It shouldn’t have been a surprise to anyone in Ottawa.
When the College of Physicians and Surgeons of Ontario finally released the list of private clinics that failed their inspection, it included one Ottawa endoscopy clinic that was already the subject of a rare public warning in 2011. The 2011 warning suggested that patients of the private endoscopy clinic may have been exposed to HIV, hepatitis B, and hepatitis C as a result of equipment that may not have been properly sterilized.
After nearly 7,000 patients were asked to get tested, five were found to have contracted either hepatitis B or C. The five are part of a larger class action against the clinic, although connecting their disease to unsanitary equipment may be difficult to prove.
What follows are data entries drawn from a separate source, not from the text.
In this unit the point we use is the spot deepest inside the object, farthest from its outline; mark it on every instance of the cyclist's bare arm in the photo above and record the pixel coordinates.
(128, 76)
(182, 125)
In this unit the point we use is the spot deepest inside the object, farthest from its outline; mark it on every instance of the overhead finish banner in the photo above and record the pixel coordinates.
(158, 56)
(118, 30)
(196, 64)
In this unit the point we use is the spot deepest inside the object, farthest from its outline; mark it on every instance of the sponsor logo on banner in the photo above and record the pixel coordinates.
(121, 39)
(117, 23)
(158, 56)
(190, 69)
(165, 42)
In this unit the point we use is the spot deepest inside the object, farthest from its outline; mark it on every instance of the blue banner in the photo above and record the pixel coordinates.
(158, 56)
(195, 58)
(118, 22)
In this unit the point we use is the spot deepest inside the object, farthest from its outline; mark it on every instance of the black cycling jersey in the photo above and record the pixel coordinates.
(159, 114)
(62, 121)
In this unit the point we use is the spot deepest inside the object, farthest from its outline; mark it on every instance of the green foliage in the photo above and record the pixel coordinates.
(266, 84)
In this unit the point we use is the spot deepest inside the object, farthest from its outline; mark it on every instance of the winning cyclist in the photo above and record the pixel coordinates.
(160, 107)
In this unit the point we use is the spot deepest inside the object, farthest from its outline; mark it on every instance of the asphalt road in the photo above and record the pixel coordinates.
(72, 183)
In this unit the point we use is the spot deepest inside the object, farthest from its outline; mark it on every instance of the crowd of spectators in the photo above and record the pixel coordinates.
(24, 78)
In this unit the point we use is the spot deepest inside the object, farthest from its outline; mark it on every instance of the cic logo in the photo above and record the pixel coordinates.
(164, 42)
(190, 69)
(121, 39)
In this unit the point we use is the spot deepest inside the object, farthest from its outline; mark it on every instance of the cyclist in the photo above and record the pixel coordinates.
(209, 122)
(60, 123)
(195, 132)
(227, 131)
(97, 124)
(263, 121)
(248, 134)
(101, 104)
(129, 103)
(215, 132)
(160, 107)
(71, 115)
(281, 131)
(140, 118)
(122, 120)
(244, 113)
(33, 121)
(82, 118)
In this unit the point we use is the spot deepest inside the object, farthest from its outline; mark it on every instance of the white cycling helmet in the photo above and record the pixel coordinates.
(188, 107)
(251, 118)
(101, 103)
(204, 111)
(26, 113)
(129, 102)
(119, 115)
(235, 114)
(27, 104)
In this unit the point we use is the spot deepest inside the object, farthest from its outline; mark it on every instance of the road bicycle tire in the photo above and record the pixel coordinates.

Given everyone knew the list of clinics that failed inspection would soon be made public, it is curious that Dr. Jack Kitts, CEO of The Ottawa Hospital, should suggest during the same week that he intended to divest 5,000 endoscopies a year from the hospital to private clinics. Perhaps unfairly, the question must have been none-the-less on everyone’s mind: divest to clinics like this?
An endoscope is a diagnostic procedure that inserts a camera inside the body with a flexible tube to look at internal organs.
This week’s disclosure by the College gives us a view of the clinic that goes well beyond the issue of improper sterilization.